En el mundo de las redes –en lo particular dado el ejercicio de democracia directa o “contra-democracia” instantánea inherente a la ciudadanía digital y que se concreta en la práctica habitual de un periodismo no profesional, otra de sus resultantes, en adición, es que se le pone término final a la neta separación entre la intimidad o el ámbito privado o privativo de las personas– llena de “incidentalismos” –y el espacio de lo público. Tanto que el internauta, si bien, por una parte, reclama verse protegido en sus datos personales y en el uso que hacen de ellos los grandes servidores o plataformas que sostienen al andamiaje de las redes, considerándolo abusivo, apenas le falta –lo dice bien Bauman, con su giro metafórico– “instalar micrófonos en sus confesionarios y conectarlos a una red pública”. Por lo pronto, traslada sus dramas personales u orfandades, con sus lenguajes domésticos y coloquiales, al quehacer y la preocupación colectivas, trastornando o a lo mejor renovando también el sentido y la finalidad trascendente de la política en la democracia. Aún no lo sabemos. Cabe estar atentos, con espíritu crítico y abierto.
“Lo que se ha roto ya no puede ser pegado”, lo dice Bauman, antes de alertarnos: “Abandonen toda esperanza de unidad, tanto futura como pasada, ustedes, los que ingresan al mundo de la modernidad fluida.
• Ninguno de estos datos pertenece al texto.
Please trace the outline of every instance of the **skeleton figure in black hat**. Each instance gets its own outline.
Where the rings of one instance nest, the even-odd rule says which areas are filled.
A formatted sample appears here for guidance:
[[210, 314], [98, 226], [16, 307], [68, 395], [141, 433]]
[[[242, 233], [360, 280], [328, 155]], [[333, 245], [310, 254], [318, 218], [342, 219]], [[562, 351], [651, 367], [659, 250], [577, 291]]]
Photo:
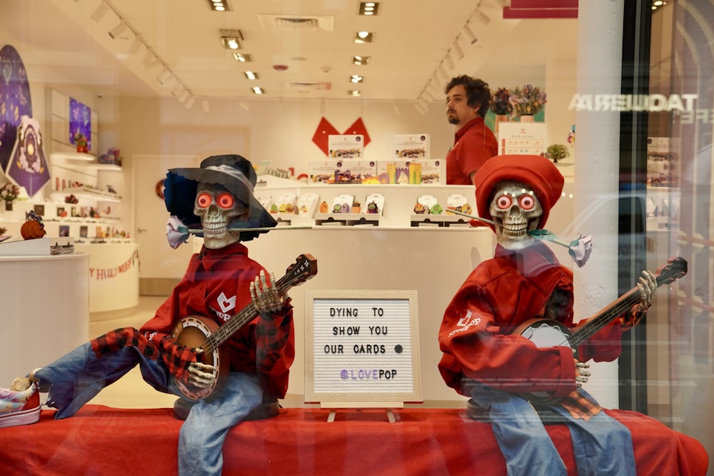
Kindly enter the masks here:
[[[70, 417], [139, 364], [152, 387], [181, 397], [175, 406], [175, 415], [186, 419], [178, 442], [179, 474], [219, 475], [228, 430], [246, 417], [277, 412], [295, 354], [290, 299], [241, 243], [277, 224], [253, 196], [256, 180], [251, 163], [237, 155], [209, 157], [198, 168], [170, 170], [164, 193], [172, 220], [201, 229], [196, 234], [204, 238], [181, 283], [140, 330], [108, 333], [0, 391], [0, 403], [4, 398], [24, 402], [6, 410], [0, 405], [0, 427], [37, 421], [39, 391], [49, 393], [46, 405], [58, 410], [55, 418]], [[201, 315], [220, 326], [251, 303], [257, 313], [225, 346], [229, 349], [225, 375], [219, 377], [214, 363], [205, 361], [203, 349], [188, 348], [176, 338], [174, 328], [186, 316]], [[220, 388], [214, 385], [218, 378]], [[216, 390], [193, 400], [183, 391], [186, 387], [196, 395]], [[193, 401], [181, 403], [186, 398]]]

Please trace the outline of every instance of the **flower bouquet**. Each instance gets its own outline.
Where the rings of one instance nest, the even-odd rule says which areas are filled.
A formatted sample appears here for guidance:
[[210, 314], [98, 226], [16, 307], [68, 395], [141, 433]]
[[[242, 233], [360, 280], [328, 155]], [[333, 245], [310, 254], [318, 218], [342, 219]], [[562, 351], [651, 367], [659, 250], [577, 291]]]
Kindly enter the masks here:
[[513, 116], [533, 116], [540, 112], [547, 102], [545, 93], [538, 86], [526, 84], [522, 88], [516, 86], [511, 91], [511, 106]]
[[511, 104], [511, 91], [506, 88], [498, 88], [491, 95], [490, 106], [496, 116], [510, 114], [513, 110]]

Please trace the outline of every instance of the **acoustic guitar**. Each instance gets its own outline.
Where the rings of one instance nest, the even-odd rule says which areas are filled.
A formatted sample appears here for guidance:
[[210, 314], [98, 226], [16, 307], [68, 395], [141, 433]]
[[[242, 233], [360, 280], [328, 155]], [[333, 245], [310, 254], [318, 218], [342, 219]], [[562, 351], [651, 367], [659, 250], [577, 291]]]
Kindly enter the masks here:
[[[687, 262], [684, 258], [670, 258], [666, 265], [657, 270], [657, 287], [669, 284], [685, 274]], [[574, 350], [573, 357], [578, 358], [578, 348], [581, 344], [637, 304], [640, 299], [640, 289], [635, 286], [597, 314], [586, 319], [584, 323], [573, 329], [554, 319], [536, 318], [523, 323], [513, 333], [527, 338], [538, 348], [569, 347]], [[552, 403], [558, 400], [547, 392], [536, 392], [523, 397], [533, 403]]]
[[[285, 275], [276, 281], [276, 288], [283, 293], [293, 286], [301, 284], [317, 274], [317, 260], [311, 255], [300, 255], [293, 264], [288, 267]], [[185, 379], [172, 377], [184, 397], [191, 400], [207, 397], [221, 389], [229, 372], [230, 360], [228, 349], [221, 345], [236, 331], [253, 320], [258, 310], [251, 302], [222, 325], [202, 315], [188, 315], [176, 323], [171, 335], [181, 345], [188, 348], [201, 349], [203, 363], [216, 368], [218, 376], [211, 387], [201, 388], [191, 385]]]

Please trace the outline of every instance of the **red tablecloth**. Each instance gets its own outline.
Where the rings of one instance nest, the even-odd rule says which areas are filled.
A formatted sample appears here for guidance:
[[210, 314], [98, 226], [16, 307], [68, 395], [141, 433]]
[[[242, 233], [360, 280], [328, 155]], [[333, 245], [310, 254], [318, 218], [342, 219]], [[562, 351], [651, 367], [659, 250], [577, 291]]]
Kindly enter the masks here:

Ya es tiempo de anunciar, como lo hizo recientemente Alain Touraine, “la muerte de la definición del ser humano como ser social, definido por su lugar en una sociedad que determina sus acciones y comportamientos”.
La democracia de casino sobrevenida, la de usa y tire, la del chismorreo, la del hablar para oírse uno mismo, en fin, viene empujando a los políticos y de suyo a todos los que participan de la experiencia de la libertad, a ser y comportarse como celebridades u objetos de idolatría. La “política de vida” se idolatra en el político como en los actores de teatro, en función de sus haceres íntimos y los deseos colectivos de emulación de lo personal. No cuenta más el valor de los gobernantes o aspirantes al poder que muestran un camino o un modelo de sociedad a seguir, salvo, por lo pronto y como lo hemos advertido, quienes se asumen como albaceas de la cultura amenazada y cuyos valores éticos logran incidir en la reflexión personal e íntima predominantes. En fin, como ocurre también en el mundo del espectáculo, la durabilidad del político se hace precaria, pero a la vez es intensa.
*La primera parte de este ensayo fue publicada el domingo 26 de enero de 2020.